Approaches

Now that we hopefully have the basics down, we're going to take a deeper dive into the different systems and how they come together.

Choose Your Approach

As we mentioned in Character, there are six approaches that describe how you perform actions.

  • Careful - Paying attention to detail and taking your time.

  • Clever - Thinking fast, solving problems, or evaluating complex variables.

  • Flashy - Calling attention to yourself; acting with style and charisma.

  • Forceful - Applying brute strength, but not necessarily with physical force.

  • Quick - Moving with speed and grace.

  • Sneaky - All manner of thievery and lies including misdirection and stealth.

Each character has each approach rated with a potential bonus from +0 and on up the ladder. Add this bonus to your dice roll to determine how well your PC performs the action you described.

So your first instinct is probably to pick the action that gives you the greatest bonus, right? But it doesn’t work like that. You have to base your choice of approach on the description of your action, and you can’t describe an action that doesn’t make any sense. Would you Forcefully creep through a dark room, hiding from the guards? No, that’s being Sneaky. Would you Quickly push that big rock out of the way of the wagon? No, that’s being Forceful. Circumstances constrain what approach you can use, so sometimes you have to go with an approach that might not play directly to your strengths.
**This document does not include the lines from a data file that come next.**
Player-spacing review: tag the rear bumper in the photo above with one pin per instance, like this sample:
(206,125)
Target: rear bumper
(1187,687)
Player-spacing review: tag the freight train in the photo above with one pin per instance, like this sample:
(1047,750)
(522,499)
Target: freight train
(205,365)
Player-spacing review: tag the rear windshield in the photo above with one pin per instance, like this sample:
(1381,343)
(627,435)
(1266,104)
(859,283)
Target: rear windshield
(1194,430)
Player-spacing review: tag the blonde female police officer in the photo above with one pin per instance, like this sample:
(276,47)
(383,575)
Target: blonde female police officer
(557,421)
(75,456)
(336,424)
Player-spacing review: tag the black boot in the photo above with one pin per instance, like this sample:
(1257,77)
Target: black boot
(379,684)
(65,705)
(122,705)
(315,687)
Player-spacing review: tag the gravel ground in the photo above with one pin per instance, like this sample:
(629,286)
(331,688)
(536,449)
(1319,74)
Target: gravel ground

Roll the Dice, Add Your Bonus

Time to take up dice and roll. Take the bonus associated with the approach you’ve chosen and add it to the result on the dice. If you have a stunt that applies, add that too. That’s your total. Compare it to what your opponent (usually the GM) has.

Decide Whether to Modify the Roll

Finally, decide whether you want to alter your roll by invoking aspects—we’ll talk about this a lot in Aspects and Fate Points, but the short version is spending a fate point gets you +2 to your roll, allows you a reroll, or makes things more difficult for an opponent. There's a bit more drama to it than that, but that's enough for a start.

Confused yet?

I Still Don't Understand!

Don't worry, you're not alone!

If you have never played a role-playing game before, this is probably a lot easier because there is nothing you have to first unlearn! Suffice to say that even though every game has its own rules, Fate Accelerated stands out from the pack. One of the reasons is that it involves a completely different approach to tackling the challenges presented in the game (See what I did there?).

Rather than a collection of various skills, in Super:Natural your characters will be presumed to be competent in almost any action they wish to undertake as long as that kind of action is in one of their areas of expertise. In other games, including the rules for Fate Core, individual skills determine ability. You definitely know whether or not a character is good with a rifle or skilled with computers. It says so right on the sheet. And you can measure out the skill of one character against another's by simply comparing scores.

The nice thing (simultaneously the problem) with the Accelerated rules is that we can can just hand-wave those fine details. Rather than quantify every last little thing a character can do, approaches reflect on the sorts of things of which an individual might be capable in a much more general sense. Sneaky characters will probably be stealthy but it's up to the player to determine if they know how to pick locks or or lift a wallet. Make your roll and then narrate. Failure might mean you messed up somehow. You dropped the pick or fumbled the wallet. Or it might mean you just never learned how or were taught wrong. Success could mean you were top of your class of breaking and entering school. Up to you.

An approach does not dictate what you can do, but rather the way in which your character likes to do things. Again, "Forceful" does not necessarily mean flexing and tearing the place to pieces. It can mean that, but it can also mean casting big spells, reading minds rudely, driving aggressively, or maybe even a pushy, high-pressure sales tactic. It's about attitude and has more to do with your character's style of interacting with the world than the fine details of those actions.